Por eso importa tanto salir a su encuentro una y otra vez, siempre que retomamos el itinerario de nuestras vidas al ritmo del calendario litúrgico y civil, como invita cada año la Liturgia de la Iglesia. Y, como reza la oración-colecta del primer Domingo de Adviento, «acompañados por las buenas obras». El año 2.000 del Nacimiento de Jesucristo, que declina ya, nos ha ofrecido, y nos ofrecerá todavía hasta su clausura, excepcionales oportunidades de gracia y de conversión para entrar en el nuevo siglo y milenio con nuestras vidas transformadas por la caridad de Cristo y por sus frutos de santidad, de justicia, de amor y de paz. El Adviento del Año Dos Mil deviene así extraordinariamente propicio para disponernos de nuevo a abrir las puertas del corazón a Cristo: el que viene, el que se ha colocado a nuestro lado, y nos llama sin cesar. Que no se nos vaya y diluya este nuevo tiempo de Adviento en la dureza de nuestra voluntad, en la huida de nuestra libertad que rehuye y evita a Cristo. Que no tengamos que decir como el viejo poeta castellano: «¡Oh cuanto fueron mis entrañas duras, pues no te abrí. Que extraño desvarío, si de mi ingratitud el hierro frío secó las llagas de tus plantas puras!»
No podemos olvidarlo en este año de inéditos impulsos para una nueva Evangelización: el tiempo de Aviento es siempre tiempo de espera y de esperanza en la obra de la gracia salvadora, que ya nadie podrá detener. ¡Que no intentemos interceptarla u obstaculizarla nosotros ni en nuestra vida personal, ni en la de la sociedad y en la del mundo de nuestros días! ¿Por qué no vamos a estar ciertos de que el compromiso para trasmitir la fe a las nuevas generaciones va a calar con gozo en la conciencia de los cristianos? ¿Por qué no vamos a estar ciertos que el compromiso por el hombre del siglo XXI, tan tentado de cansancio, tan puesto en peligro por las mil manipulaciones del que está siendo objeto, va a surgir con renovada fuerza y alegría por el seguimiento apasionado de Jesucristo y de su Evangelio por parte de tantos en la Iglesia —sacerdotes, consagrados, fieles laicos— al descubrir de nuevo la grandeza y belleza de su vocación? ¿Cómo no vamos a estar ciertos de la esperanza de la erradicación del terrorismo cuando se levantan fuertes y humildes los testigos del «Enmanuel», «del Dios con nosotros»?
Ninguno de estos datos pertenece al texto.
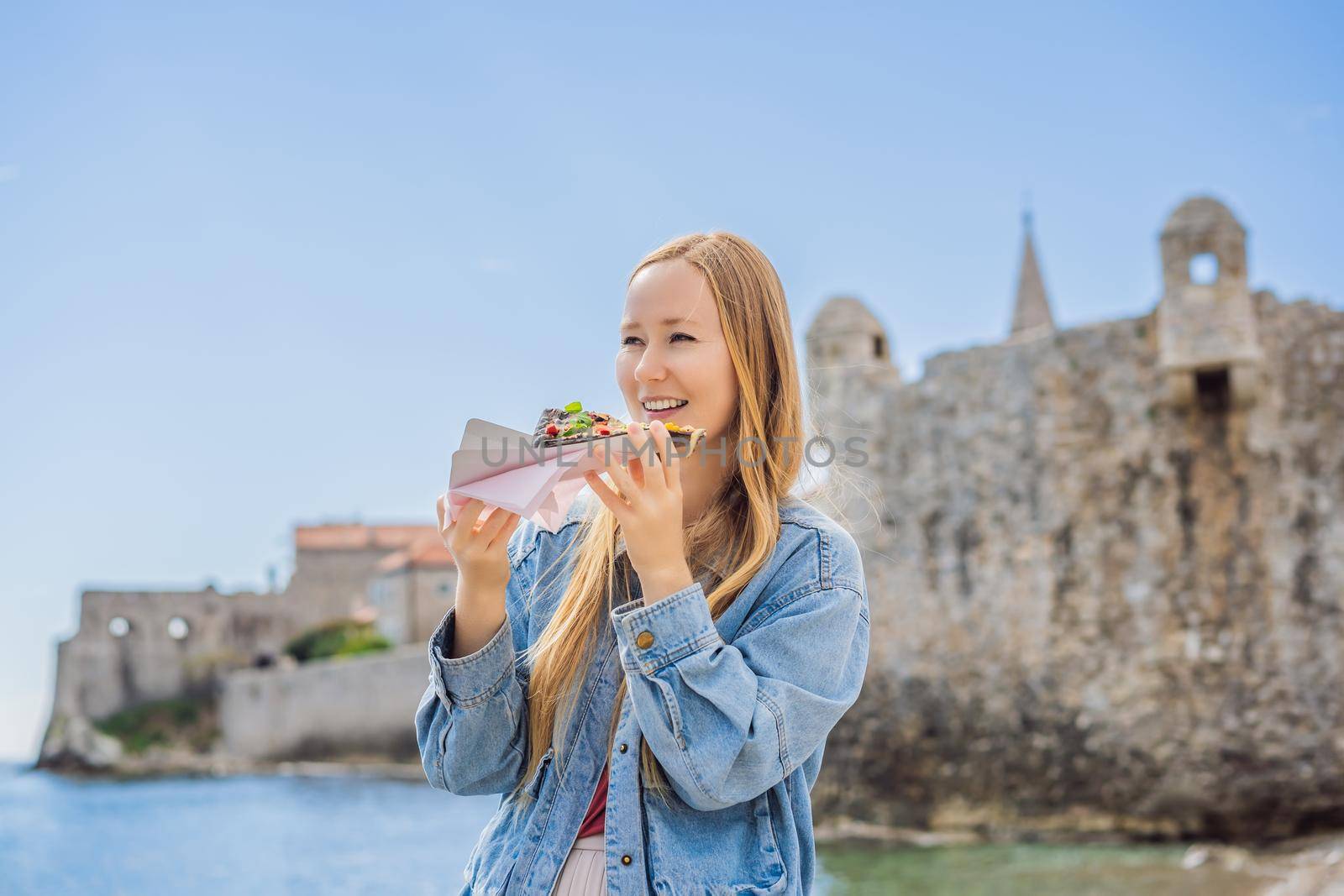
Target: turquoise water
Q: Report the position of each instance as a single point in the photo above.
(1025, 871)
(279, 835)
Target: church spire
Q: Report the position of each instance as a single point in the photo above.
(1032, 315)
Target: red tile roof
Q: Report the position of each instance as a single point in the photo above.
(425, 553)
(360, 537)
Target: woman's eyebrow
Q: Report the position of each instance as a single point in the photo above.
(667, 322)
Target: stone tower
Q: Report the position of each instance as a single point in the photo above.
(851, 369)
(1209, 348)
(1032, 317)
(846, 333)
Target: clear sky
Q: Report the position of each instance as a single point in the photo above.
(260, 266)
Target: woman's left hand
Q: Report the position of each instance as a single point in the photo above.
(648, 506)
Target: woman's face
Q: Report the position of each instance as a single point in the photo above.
(672, 345)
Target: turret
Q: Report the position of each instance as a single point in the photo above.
(1209, 347)
(1032, 317)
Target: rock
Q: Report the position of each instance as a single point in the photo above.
(74, 745)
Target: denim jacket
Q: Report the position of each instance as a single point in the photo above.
(736, 710)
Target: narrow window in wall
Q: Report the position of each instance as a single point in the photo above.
(1214, 389)
(1203, 269)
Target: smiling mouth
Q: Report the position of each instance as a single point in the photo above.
(664, 411)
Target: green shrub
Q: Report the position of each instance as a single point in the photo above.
(336, 638)
(161, 723)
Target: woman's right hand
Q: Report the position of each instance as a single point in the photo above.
(480, 550)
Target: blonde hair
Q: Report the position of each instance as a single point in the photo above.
(739, 527)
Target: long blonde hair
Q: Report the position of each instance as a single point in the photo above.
(739, 527)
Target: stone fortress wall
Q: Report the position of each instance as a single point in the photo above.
(138, 647)
(1105, 564)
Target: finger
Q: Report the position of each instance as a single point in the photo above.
(636, 472)
(506, 530)
(648, 448)
(674, 458)
(611, 499)
(499, 516)
(622, 477)
(664, 441)
(467, 519)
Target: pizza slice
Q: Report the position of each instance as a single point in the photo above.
(571, 425)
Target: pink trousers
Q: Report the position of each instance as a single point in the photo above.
(584, 872)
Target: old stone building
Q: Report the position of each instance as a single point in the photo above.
(1105, 563)
(413, 590)
(136, 647)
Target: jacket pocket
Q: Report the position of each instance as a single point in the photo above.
(534, 786)
(725, 851)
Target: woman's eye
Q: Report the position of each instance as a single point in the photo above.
(627, 340)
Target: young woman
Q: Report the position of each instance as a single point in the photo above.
(651, 685)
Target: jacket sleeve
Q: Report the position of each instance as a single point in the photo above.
(727, 721)
(472, 719)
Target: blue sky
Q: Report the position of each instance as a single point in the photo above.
(260, 266)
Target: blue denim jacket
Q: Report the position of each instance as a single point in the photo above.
(737, 712)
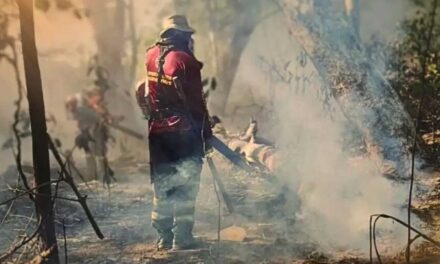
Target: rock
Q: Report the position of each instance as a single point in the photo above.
(233, 233)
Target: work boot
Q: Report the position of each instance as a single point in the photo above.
(163, 228)
(183, 237)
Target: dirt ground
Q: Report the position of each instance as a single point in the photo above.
(123, 216)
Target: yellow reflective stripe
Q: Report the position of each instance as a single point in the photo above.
(164, 81)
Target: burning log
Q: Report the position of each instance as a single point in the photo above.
(255, 150)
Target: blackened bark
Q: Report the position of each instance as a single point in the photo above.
(357, 85)
(40, 150)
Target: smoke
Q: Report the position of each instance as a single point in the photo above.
(338, 191)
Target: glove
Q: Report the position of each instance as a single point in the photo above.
(82, 141)
(208, 149)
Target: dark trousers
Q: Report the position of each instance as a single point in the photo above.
(176, 164)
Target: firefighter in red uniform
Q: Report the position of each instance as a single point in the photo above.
(179, 126)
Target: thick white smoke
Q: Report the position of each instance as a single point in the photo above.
(337, 190)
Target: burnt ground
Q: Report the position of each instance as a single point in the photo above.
(123, 216)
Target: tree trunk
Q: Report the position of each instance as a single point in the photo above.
(352, 10)
(229, 50)
(108, 19)
(40, 150)
(363, 93)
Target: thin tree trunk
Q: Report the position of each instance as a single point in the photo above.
(355, 83)
(352, 10)
(40, 150)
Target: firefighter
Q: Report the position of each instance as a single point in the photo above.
(178, 128)
(87, 108)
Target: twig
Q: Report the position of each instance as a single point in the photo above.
(24, 241)
(27, 192)
(218, 214)
(65, 244)
(69, 180)
(419, 115)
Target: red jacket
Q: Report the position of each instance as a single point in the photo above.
(187, 68)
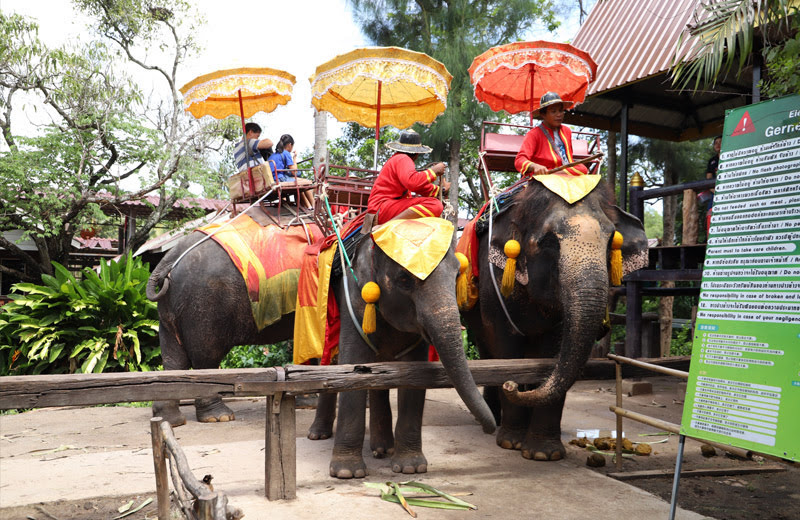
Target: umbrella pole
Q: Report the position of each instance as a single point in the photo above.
(531, 112)
(377, 127)
(246, 147)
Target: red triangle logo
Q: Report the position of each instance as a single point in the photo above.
(744, 126)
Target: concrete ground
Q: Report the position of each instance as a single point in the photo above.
(77, 453)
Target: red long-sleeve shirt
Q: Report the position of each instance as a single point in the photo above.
(398, 179)
(536, 148)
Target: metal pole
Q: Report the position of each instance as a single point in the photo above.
(531, 113)
(623, 162)
(377, 126)
(674, 499)
(246, 148)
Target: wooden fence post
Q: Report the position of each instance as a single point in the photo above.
(281, 448)
(160, 465)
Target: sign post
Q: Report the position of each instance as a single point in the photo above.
(744, 381)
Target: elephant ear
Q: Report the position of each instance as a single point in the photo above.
(634, 239)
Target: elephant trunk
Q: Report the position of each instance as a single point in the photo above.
(442, 327)
(584, 289)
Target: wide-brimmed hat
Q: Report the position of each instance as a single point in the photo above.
(410, 142)
(552, 98)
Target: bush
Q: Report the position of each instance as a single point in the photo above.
(259, 356)
(103, 322)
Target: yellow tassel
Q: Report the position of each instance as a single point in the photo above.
(370, 293)
(511, 249)
(461, 282)
(616, 259)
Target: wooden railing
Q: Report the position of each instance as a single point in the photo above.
(280, 385)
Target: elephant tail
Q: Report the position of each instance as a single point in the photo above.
(158, 283)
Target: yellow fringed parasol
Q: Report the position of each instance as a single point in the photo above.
(242, 91)
(376, 86)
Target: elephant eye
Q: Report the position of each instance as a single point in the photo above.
(405, 281)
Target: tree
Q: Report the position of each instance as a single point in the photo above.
(453, 32)
(100, 128)
(726, 31)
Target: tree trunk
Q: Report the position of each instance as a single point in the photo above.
(320, 138)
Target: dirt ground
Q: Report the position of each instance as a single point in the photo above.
(86, 463)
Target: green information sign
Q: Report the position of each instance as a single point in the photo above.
(744, 381)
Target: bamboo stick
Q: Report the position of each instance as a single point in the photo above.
(675, 428)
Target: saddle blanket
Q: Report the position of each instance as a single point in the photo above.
(269, 259)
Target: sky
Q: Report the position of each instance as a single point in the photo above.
(304, 34)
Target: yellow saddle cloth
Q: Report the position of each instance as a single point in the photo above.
(269, 259)
(571, 188)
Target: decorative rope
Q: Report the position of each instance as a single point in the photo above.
(494, 281)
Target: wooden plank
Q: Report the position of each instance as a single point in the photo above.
(160, 466)
(711, 472)
(89, 389)
(280, 448)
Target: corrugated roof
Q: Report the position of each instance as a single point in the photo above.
(631, 40)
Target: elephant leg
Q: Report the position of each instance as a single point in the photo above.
(491, 394)
(347, 461)
(174, 358)
(513, 426)
(322, 427)
(381, 439)
(408, 457)
(543, 440)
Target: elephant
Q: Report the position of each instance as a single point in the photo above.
(558, 303)
(203, 312)
(411, 314)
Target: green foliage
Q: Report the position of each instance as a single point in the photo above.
(102, 322)
(101, 128)
(783, 65)
(259, 356)
(726, 35)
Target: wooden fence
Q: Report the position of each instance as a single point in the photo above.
(280, 386)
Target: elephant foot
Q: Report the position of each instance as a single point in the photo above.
(348, 466)
(410, 463)
(170, 412)
(510, 439)
(544, 450)
(213, 410)
(318, 432)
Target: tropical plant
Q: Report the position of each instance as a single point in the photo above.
(95, 127)
(102, 322)
(725, 31)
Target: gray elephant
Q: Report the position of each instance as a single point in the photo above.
(558, 304)
(412, 313)
(204, 311)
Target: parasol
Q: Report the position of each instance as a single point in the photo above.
(242, 91)
(376, 86)
(513, 77)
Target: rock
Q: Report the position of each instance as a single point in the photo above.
(643, 449)
(604, 443)
(708, 451)
(595, 460)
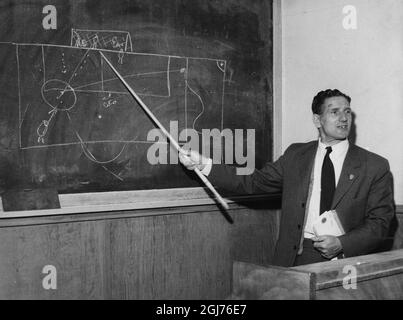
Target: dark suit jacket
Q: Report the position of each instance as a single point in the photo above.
(363, 197)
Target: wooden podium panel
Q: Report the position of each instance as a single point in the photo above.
(377, 276)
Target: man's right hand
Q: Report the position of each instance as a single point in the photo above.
(192, 159)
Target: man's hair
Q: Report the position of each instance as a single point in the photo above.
(320, 98)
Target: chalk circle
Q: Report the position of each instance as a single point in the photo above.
(58, 95)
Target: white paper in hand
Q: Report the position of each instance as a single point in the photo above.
(328, 224)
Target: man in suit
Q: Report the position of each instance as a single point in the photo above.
(314, 177)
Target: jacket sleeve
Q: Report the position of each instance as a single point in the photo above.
(379, 213)
(267, 180)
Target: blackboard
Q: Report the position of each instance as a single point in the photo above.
(66, 122)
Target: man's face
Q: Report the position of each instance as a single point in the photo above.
(334, 123)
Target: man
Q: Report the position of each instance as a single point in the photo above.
(318, 176)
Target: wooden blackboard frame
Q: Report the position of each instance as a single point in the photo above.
(81, 203)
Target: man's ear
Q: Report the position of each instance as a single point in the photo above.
(316, 120)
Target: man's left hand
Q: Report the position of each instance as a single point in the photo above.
(328, 246)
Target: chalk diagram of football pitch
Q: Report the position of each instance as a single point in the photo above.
(68, 95)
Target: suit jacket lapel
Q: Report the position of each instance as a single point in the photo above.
(305, 166)
(349, 174)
Todo lo podremos en este Adviento del Año Dos Mil, que celebra la Iglesia con incontenible júbilo para el bien y la salvación del hombre, en el Espíritu Santo que nos ha sido dado; acercándonos a María, la Doncella de Israel, y aprendiendo con ella a vivir la nueva expectativa del Mesías, el Señor, el que nos ha venido y viene por su maternidad; con ella, la que Dios ha engrandecido al mirar su humillación: la propia de la Esclava del Amor.
¡Un santo y feliz tiempo de Adviento del Año Dos Mil os deseo de todo corazón!